I have tried for some time to solve this problem and I'm stuck, so any help would be greatly appreciated. I'm not a math guy, so I apologize if I am missing something basic.
I have a function $f(x)$ $$f(x) = \sum_{i=1}^x dr^{i-1}$$ where
$x$ is a positive integer
$d$ is an initial delta and
$r$ is a factor which defines the rate at which each subsequent $f(x)$ value increase.
Specifically: \begin{align} f(1) =&\; d r^0 = d\\ f(2) =&\; f(1) + d r^1\\ f(3) =&\; f(2) + d r^2\\ f(4) =&\; f(3) + d r^3 \end{align} And more concretely, if $d=5$, $r=1.1$, and $n=5$ then \begin{align} f(1) = &\;5 \\ f(2) = &\;10.5 &= &\; 5 &&+ 5(1.1)^1\quad \text{(increase by }5.5)\\ f(3) = &\;16.55 &= &\; 10.5 &&+ 5(1.1)^2\quad \text{(increase by }6.05)\\ f(4) = &\;23.205 &= &\; 16.55 &&+ 5(1.1)^3\quad \text{(increase by }6.655)\\ f(5) = &\;30.5255 &= &\; 23.205 &&+ 5(1.1)^4\quad \text{(increase by }7.3205) \end{align}
Here is the problem I have not been able to solve:
If I am given:
$d$ (the initial increase)
$n$ (the number of periods)
and $y_n$ (the final value at $f(n)=y_n$)
1) How can I solve for $r$?
Right now I'm using a brute force interpolation in Python, but it seems like there must be a better way.
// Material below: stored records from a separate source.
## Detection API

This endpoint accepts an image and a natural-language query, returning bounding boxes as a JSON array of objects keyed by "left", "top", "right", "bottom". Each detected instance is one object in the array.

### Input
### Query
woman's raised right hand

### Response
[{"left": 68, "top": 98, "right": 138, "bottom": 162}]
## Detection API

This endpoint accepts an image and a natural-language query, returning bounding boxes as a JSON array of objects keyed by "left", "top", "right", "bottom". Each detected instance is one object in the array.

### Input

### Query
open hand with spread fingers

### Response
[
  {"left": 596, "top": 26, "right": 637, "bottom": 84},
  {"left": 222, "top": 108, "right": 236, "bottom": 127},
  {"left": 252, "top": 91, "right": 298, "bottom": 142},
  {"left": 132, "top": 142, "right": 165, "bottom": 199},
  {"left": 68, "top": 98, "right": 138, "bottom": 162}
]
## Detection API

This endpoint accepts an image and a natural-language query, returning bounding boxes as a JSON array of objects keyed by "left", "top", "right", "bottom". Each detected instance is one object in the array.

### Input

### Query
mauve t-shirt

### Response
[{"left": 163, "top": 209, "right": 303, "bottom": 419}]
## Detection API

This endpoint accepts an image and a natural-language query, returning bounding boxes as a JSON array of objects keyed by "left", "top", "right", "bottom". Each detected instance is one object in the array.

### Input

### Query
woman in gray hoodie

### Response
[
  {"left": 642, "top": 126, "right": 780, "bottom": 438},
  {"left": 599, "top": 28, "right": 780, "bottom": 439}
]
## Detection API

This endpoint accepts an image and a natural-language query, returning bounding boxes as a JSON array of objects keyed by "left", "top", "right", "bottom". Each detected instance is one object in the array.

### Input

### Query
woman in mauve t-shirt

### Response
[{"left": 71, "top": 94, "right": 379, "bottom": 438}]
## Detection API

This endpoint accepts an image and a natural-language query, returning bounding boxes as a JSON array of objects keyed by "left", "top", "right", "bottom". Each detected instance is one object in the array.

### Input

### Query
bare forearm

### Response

I guess it is worth mentioning that I'm ultimately solving for $r$ programmatically in Python as opposed to using a pencil and paper, but I can write the code if you can give me the right math pointers.
So, as another concrete example, if I'm given $d=2$, $n=100$, and $f(100)=2000$, then how do I find that $r=1.0370626397$
2) Is there a way to calculate $f(x)$ without knowing $f(x-1)$?
Right now, I can only get to $f(x)$ by calculating all prior values.
Any help or even just advice telling me it there is no shortcut solution would be greatly appreciated.
$$f(n)=\sum_{i=1}^n dr^{i-1}=\frac{d(1-r^{n})}{1-r}$$
$$f(n)(1-r)=d(1-r^n)$$
which is an $n$-th degree polynomial.
Hence your problem is equivalent to solving the roots, $r$, of the following:
$$dr^n-f(n)r+f(n)-d=0$$
Note that for positive $r$, $\frac{1-r^n}{1-r}$ is an increasing function, you might like to use bisection to solve for when it is equal to $\frac{f(n)}{d}$.